1432/2010-R, de 27 de septiembre
Fecha: 14-Dic-2010
II.3. Análisis del caso concreto
En el presente caso, la accionante al interponer la acción tutelar, en forma expresa señaló la obligación del Tribunal de alzada no sólo de considerar la prueba ofrecida, sino de judicializar la misma en audiencia, pretensión que fue concedida por el fallo objeto de la disidencia, que otorga la tutela solicitada señalando que, era evidente la omisión de valoración de la actividad probatoria en las que habrían incurrido los Vocales demandados, “situación que no ocurrió con el Juez a quo, ante quien si bien no ofreció prueba; empero fallo de acuerdo a los antecedentes procesales” (sic.); sin embargo, a criterio del suscrito Magistrado la pretensión de la accionante y la concesión de la tutela en base a su petitorio, no procedían y no respondían a la naturaleza y alcance de esta acción tutelar protectora de los derechos fundamentales, como se pasa a explicar.

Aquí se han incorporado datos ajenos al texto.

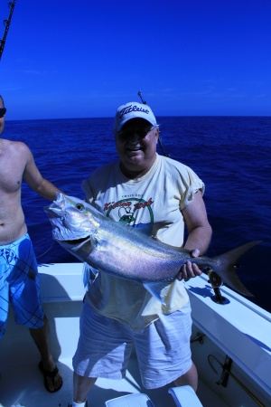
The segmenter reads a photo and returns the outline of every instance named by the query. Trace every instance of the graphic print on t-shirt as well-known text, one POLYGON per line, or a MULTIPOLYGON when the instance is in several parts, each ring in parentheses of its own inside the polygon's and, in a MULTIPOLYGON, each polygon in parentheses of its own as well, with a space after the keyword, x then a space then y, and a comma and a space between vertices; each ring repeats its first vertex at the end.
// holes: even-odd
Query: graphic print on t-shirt
POLYGON ((104 211, 106 211, 106 216, 117 222, 118 220, 118 222, 136 227, 142 224, 154 223, 154 212, 151 207, 153 204, 152 198, 145 201, 143 198, 129 197, 105 204, 104 211))

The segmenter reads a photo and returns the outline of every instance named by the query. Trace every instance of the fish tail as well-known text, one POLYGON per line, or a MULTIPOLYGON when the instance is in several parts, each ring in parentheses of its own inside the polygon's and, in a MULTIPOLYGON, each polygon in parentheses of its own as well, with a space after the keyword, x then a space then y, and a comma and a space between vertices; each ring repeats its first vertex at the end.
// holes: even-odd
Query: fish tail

Conforme se ha precisado en el fundamento jurídico anterior el recurso de alzada tiene por objeto conocer y resolver los puntos apelados en relación al contenido de la resolución emitida por el Juez de primera instancia, y eventualmente corregir las irregularidades en las que habría incurrido éste al asumir su determinación. En ese orden, en el caso concreto, la prueba aportada por la accionante, debió necesariamente ser presentada al momento de plantear la excepción de prescripción y de ninguna manera introducirla recién en apelación, ya que ello implica que al presentar prueba en segunda instancia, el Tribunal de alzada se encontraba impedido de compulsarla y valorarla, la Resolución de primera instancia se pronunció por el Juez sin conocer ni valorar dicha prueba, conllevando a su vez, la imposibilidad de Tribunal de apelación de señalar audiencia para judicializar la prueba ofrecida, siendo que no la acompañó al momento de interponer la excepción de prescripción, situación ésta reconocida por el mismo fallo constitucional objeto de la disidencia, que expresamente indicó que no se había ofrecido prueba ante el Juez de primera instancia y que éste falló de acuerdo a los antecedentes procesales fundamentando el rechazo de cada una de las excepciones opuestas, lo que confirma la imposibilidad de considerar y menos aún judicializar la prueba ofrecida por la accionante en segunda instancia, siendo que la misma no se presentó al interponer la excepción y por lo igual, el Juez de primera instancia resolvió la prescripción sin conocimiento ni valoración de dicha prueba, por lo que menos podría exigirse al Tribunal de apelación que la considere, su actuación y facultad, -dentro del marco de la naturaleza y alcance del recurso de apelación incidental- le constreñía a revisar la Resolución de primera instancia, ponderar los puntos apelados y compulsar la actuación del Juzgador, para en base a ello confirmar o revocar la determinación asumida, lo que conlleva -se reitera- a la imposibilidad de presentar prueba en segunda instancia, máxime si la misma no se ofreció en primera instancia.